Due to many advantages such as higher statistical power of detecting the association of genetic variants in human disorders and cost saving, extreme phenotype sequencing (EPS) is a rapidly emerging study design in epidemiological and clinical studies investigating how genetic variations associate with complex phenotypes. However, the investigation of the mediation effect of genetic variants on phenotypes is strictly restrictive under the EPS design because existing methods cannot well accommodate the non-random extreme tails sampling process incurred by the EPS design. In this paper, we propose a likelihood approach for testing the mediation effect of genetic variants through continuous and binary mediators on a continuous phenotype under the EPS design (GMEPS). Besides implementing in EPS design, it can also be utilized as a general mediation analysis procedure. Extensive simulations and two real data applications of a genome-wide association study of benign ethnic neutropenia under EPS design and a candidate-gene study of neurocognitive performance in patients with sickle cell disease under random sampling design demonstrate the superiority of GMEPS under the EPS design over widely used mediation analysis procedures, while demonstrating compatible capabilities under the general random sampling framework.


Corresponding author: Guolian Kang, Department of Biostatistics, St. Jude Children’s Research Hospital, Memphis 38105, TN, USA, E-mail:

Acknowledgments

We acknowledge dbGAP for approval of our use of benign ethnic neutropenia data.
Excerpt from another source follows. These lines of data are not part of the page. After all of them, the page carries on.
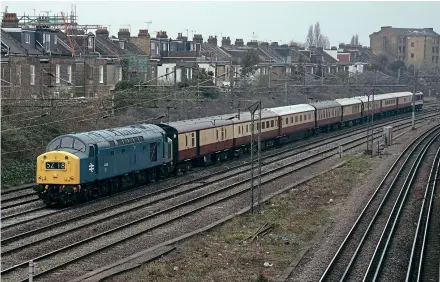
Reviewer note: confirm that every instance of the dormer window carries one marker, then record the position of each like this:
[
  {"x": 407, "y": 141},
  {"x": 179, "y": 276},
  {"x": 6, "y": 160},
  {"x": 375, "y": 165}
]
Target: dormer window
[{"x": 90, "y": 42}]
The data were obtained from Matthew Hsieh’s ancillary proposal to the Reasons of Geographic and Racial Differences in Stroke (REGARDS) study. Matthew Hsieh is supported by the intramural research program of NHLBI and NIDDK at NIH. Genotyping services were provided by the Center for Inherited Disease Research (CIDR). CIDR is funded through a federal contract from the National Institutes of Health to The Johns Hopkins University, contract number HHSN268200782096C and HHSN268201100011I. This manuscript was also prepared using CSSCD Research Materials obtained from the NHLBI Biologic Specimen and Data Repository information Coordinating Center and does not necessarily reflect the opinions or views of the CSSCD or the NHLBI. We acknowledge the High Performance Computing Facility (HPCF) at SJCRH for providing shared HPC resources that have contributed to the research results reported within this article. We also thank reviewers whose suggestions helped improve and clarify this manuscript.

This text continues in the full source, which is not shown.